A freelance photographer, Sali Thankappan, who had accompanied the group, was also taken captive.
The hostages were released today at noon after talks between the district collector and the tribal leaders, but tension is mounting.
Wildlife enthusiasts and forest department officials have renewed calls for moving the 1,000-odd tribal families out of the sanctuary.
Mobilisation of forces and arms have been reported from law enforcement agencies, including Kerala police and forest officials, as well as the tribals. According to residents of Muthanga, the tribals have acquired a few guns, too, apart from traditional weapons such as bows and arrows.
“There could be some decisive action tonight,” a police source at Sultan Bathery said. The prospective action could lead to a bloody battle, if the current signals are anything to go by.
“We will fight to the finish,” vowed Gothra Mahasabha leader C.K. Janu. She said the sanctuary was occupied because the state government failed to live up to its promise of giving 5 acres of land to all tribal families in Kerala. The promise was made by chief minister A.K. Antony last year after a protracted agitation by tribal groups.
Wildlife activists and forest officials, however, point out that the tribals are obstructing an important elephant corridor (the path used by roaming elephant herds) in south India.
The sanctuary, located in the middle of a 334 sq km forest area is on the critical tri-junction between Muthanga, Wyanad and Bandipur National Parks and forms part of the Nilgiri Biosphere Reserve. The Noolpuzha river flows through the sanctuary and elephants from different parts of the Nilgiri range converge here in search of water during summer.
According to wildlife enthusiasts, the movement of roaming herds towards Muthanga would have started by now from places like Mudumalai in Tamil Nadu.
The Union ministry of environment and forests had taken note of the “tribal occupation” and the threat it posed to wildlife.

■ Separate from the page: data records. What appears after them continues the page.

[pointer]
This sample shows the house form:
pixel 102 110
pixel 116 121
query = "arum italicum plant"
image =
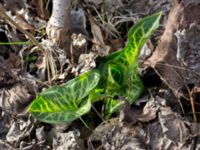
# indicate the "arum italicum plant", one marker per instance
pixel 117 75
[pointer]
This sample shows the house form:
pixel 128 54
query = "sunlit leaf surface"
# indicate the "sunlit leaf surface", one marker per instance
pixel 116 75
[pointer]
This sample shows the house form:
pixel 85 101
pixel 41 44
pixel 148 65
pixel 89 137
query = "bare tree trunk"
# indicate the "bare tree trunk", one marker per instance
pixel 59 23
pixel 177 56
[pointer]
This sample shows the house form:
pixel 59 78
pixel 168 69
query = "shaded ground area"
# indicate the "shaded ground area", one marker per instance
pixel 166 116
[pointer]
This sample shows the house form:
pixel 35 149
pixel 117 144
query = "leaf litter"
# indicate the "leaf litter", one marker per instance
pixel 158 121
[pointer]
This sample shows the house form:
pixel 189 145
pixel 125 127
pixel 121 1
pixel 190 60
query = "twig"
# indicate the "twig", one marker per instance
pixel 8 18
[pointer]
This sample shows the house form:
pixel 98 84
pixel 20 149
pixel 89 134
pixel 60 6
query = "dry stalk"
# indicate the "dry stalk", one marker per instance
pixel 49 63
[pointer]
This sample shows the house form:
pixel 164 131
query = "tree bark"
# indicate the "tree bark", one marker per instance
pixel 177 56
pixel 59 23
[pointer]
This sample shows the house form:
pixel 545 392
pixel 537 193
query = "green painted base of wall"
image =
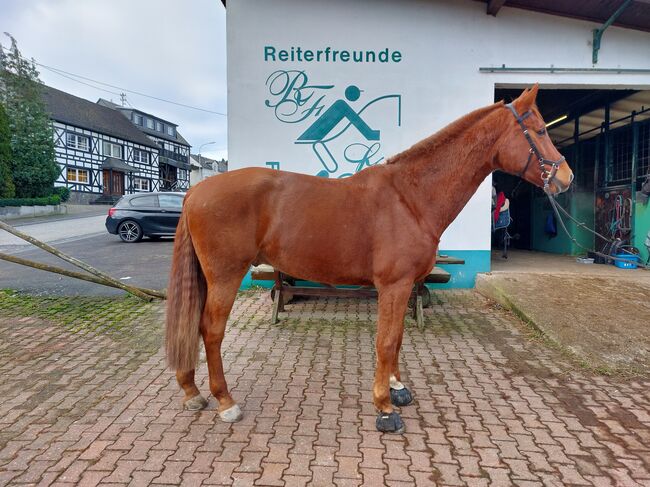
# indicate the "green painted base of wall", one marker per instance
pixel 462 276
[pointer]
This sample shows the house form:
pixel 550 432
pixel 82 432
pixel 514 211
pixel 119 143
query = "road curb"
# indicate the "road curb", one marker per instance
pixel 487 286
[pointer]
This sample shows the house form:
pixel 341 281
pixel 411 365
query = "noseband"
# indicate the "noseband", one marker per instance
pixel 547 176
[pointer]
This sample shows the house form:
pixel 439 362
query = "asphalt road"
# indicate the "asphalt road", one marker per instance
pixel 143 264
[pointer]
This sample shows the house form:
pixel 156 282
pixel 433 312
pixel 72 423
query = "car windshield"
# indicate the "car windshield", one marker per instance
pixel 170 201
pixel 149 200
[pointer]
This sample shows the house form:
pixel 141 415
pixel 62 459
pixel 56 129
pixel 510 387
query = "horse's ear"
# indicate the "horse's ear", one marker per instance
pixel 527 99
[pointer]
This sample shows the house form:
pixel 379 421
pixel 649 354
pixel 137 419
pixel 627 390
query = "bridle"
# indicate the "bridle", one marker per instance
pixel 547 176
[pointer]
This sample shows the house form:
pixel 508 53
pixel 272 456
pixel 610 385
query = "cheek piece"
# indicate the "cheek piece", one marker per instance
pixel 544 164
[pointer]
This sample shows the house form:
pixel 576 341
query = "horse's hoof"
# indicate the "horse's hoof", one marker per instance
pixel 195 403
pixel 401 397
pixel 232 414
pixel 390 423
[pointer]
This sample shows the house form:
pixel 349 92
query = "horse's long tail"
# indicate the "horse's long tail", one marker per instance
pixel 185 299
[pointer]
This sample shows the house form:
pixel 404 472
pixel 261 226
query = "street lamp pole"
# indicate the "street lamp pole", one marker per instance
pixel 201 147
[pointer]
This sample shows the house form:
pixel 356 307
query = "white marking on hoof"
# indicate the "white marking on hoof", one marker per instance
pixel 196 403
pixel 232 414
pixel 395 384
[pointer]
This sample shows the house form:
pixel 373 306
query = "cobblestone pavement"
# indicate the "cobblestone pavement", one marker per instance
pixel 86 400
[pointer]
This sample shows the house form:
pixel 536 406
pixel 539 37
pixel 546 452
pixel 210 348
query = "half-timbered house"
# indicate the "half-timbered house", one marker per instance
pixel 101 154
pixel 174 150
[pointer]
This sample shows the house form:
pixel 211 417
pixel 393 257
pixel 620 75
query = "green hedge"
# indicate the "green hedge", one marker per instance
pixel 63 192
pixel 54 199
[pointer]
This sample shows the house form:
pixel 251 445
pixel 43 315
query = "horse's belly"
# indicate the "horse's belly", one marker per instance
pixel 321 261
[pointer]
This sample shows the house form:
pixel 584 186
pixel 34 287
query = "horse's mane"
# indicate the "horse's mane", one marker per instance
pixel 444 135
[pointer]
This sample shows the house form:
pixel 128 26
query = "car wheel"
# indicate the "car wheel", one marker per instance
pixel 129 231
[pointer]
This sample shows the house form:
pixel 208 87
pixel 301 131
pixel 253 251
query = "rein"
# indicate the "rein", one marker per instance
pixel 557 209
pixel 547 176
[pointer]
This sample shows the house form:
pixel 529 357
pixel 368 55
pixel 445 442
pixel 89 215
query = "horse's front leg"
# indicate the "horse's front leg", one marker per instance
pixel 392 306
pixel 400 395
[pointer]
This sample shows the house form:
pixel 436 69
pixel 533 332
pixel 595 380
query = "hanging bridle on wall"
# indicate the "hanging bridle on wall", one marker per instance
pixel 547 176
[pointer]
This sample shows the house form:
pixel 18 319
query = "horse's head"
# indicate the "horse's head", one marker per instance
pixel 527 150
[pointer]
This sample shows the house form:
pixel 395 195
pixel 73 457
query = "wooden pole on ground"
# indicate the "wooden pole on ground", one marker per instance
pixel 146 294
pixel 66 272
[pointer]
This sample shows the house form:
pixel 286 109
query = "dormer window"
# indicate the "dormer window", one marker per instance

It sent a strongly-worded letter to the chief secretary of the Kerala government nearly a month ago, demanding immediate action. But this had little effect because the government was caught between concerns of wildlife protection on the one side and its political exigency of fulfilling its promise to tribals on the other.
Antony, on his part, had tried to give away parts of the sanctuary to the tribals. On two trips to Delhi, he even made a request to the ministry of environment and forests but was turned down on the ground that it would set a wrong precedent.
The state government’s inaction in vacating the sanctuary has also prompted the Wildlife Trust of India, a Delhi- based NGO, to file a petition before the Central Empowered Committee, created by the Supreme Court to vacate forest encroachments.